Marmolejo
(6109 m)
Der
südlichste Sechstausender
Trekking,
Gipfel: Alpin • 7-8 Tage
Im
Osten des Nationalparks El Morado erhebt sich mit dem Cerro Marmolejo
der südlichste Sechstausender der Welt. Vom Maipotal aus
erblickt man zuerst den südlich anschließenden Vulkan
San José. Nur durch einen Pass getrennt, stellen Marmolejo
und San José ein lang gezogenes Gebirge dar. Der Komplex
setzt sich aus mehreren Gipfeln zusammen, wobei nur die Hauptspitze
die 6000-m-Hürde überragt. An der Westseite der drei
Kilometer breiten Caldera künden verschiedene Eruptionszentren
von der Jahrtausende langen Aktivität des heute erloschenen
Vulkans. Mächtige Gletscher bedecken die südlichen und
südöstlichen Flanken des zerklüfteten Massivs.
Im
Gegensatz zum Tupungato ist dieser Sechstausender einfach zu erreichen
und relativ leicht zu besteigen. Vier verschiedene Routen erreichen
den Gipfel, wir stellen die technisch einfache über den Estero
Marmolejo vor.
Ausgangspunkt
Santiago
Anreise
Von Santiago aus das Maipo-Tal hinauf, vorbei an Baños
Morales bis zur Brücke Colina, ca. 3 h. Zwei Gesellschaften
fahren mit Minibussen die gesamte Strecke hinauf. Abfahrt ist
7.30 Uhr an der Plaza Italia vor dem Teatro Universidad de Chile,
allerdings abhängig von der Saison nicht an allen Wochentagen
(vorher checken und reservieren unter Tel. 2117165, Turismo Arpué,
oder 6435651, Manzur Expediciones).
Tag
1
(6 h, 985 m
60 m ,
3240 m)
Gleich hinter der Brücke (2292 m) befindet sich die Hütte
eines Bergbauern, der hier den Sommer über Ziegenkäse
herstellt. Von hier aus folgen wir zu Fuß der Erdpiste,
zweigen nach wenigen hundert Metern rechts ab und folgen dem schmalen
Pfad bergauf. Schon nach weniger als einer Stunde erreichen wir
das grüne Valle de la Engorda, welches sich flach dem Vulkan
San José entgegen streckt. Der Talanfang wird von groben
Felsblöcken versperrt. Hier verlassen wir den Pfad Richtung
San José und steuern gleich auf eine kleine Brücke
über den Estero La Engorda zu. Auf der anderen Bachseite
folgen wir wieder einem Pfad Richtung Osten, zwischen Estero La
Engorda und Estero Marmolejo. Bevor wir an die Westhänge
des Vulkans San José stoßen, müssen wir nun
noch den Estero Marmolejo queren, was je nach Jahres- und Tageszeit
recht feucht werden kann, da diesmal leider keine Brücke
zur Verfügung steht. Im Frühjahr wandert man einfach
das Marmolejotal hoch und quert den Bach weiter oben auf Schneebrücken.
Der
Pfad führt westlich des Baches bergauf durch wechselndes
Gelände mit viel grobem Geröll und verliert sich oft.

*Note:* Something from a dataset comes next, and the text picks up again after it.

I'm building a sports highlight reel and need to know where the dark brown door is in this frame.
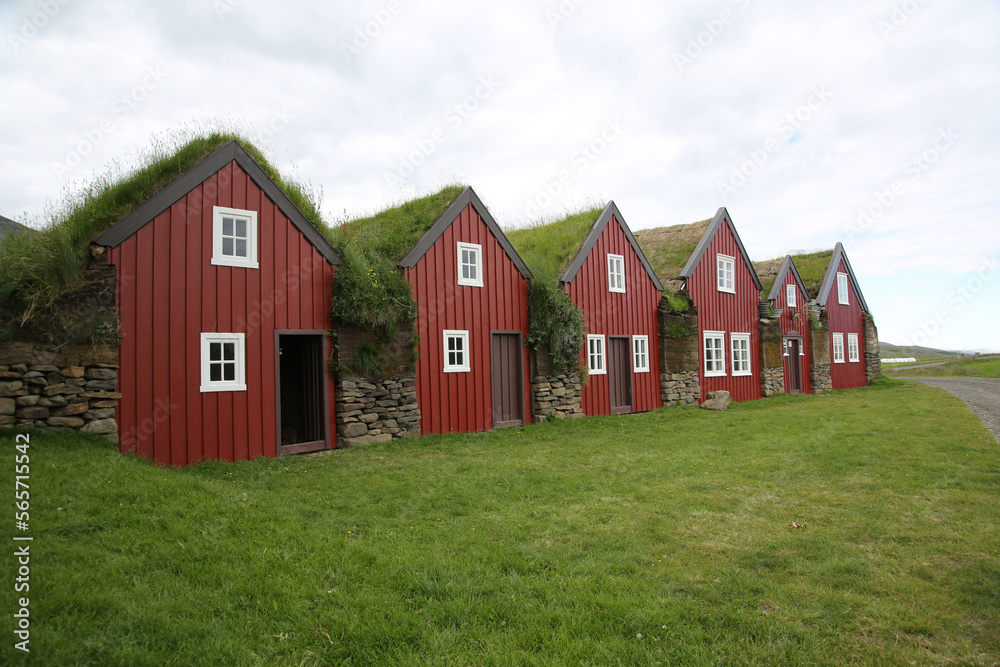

Auf 3234 m erreichen wir Confluencia, wo sich zwei Bäche
treffen. Hier finden wir einige Campmöglichkeiten und auch
im Sommer klares Wasser. Tragtiere können nur bis hierher
kommen, da das zunehmende Geröll den weiteren Weg blockiert.
Wer
seine Ausrüstung selber trägt kann noch eine weitere
Stunde das Tal hoch marschieren. Dazu am besten nicht mehr den
Pfad entlang, sondern durch die enge Schlucht am Bach entlang.
Nachdem sich die Schlucht wieder erweitert queren wir den Bach
auf die östliche Seite, das letzte Mal bei unserem Aufstieg.
Nur noch wenige Minuten, und wir finden wieder klares Wasser und
ebene Stellen zum Campen, nahe eines großen Felsblocks auf
3240 m. Da der Estero Marmolejo von Gletschern gespeist wird,
führt er in der Schmelzzeit viele Sedimente und eignet sich
nicht als Trinkwasser. Das ganze Tal ist steinschlaggefährdet,
besonders an heißen Nachmittagen donnern oft Steinlawinen
den Hang herab. Die Übernachtungsstelle gut wählen.
Tag
2
Wir empfehlen, eine Akklimatisationstour zum Gletscher zu unternehmen.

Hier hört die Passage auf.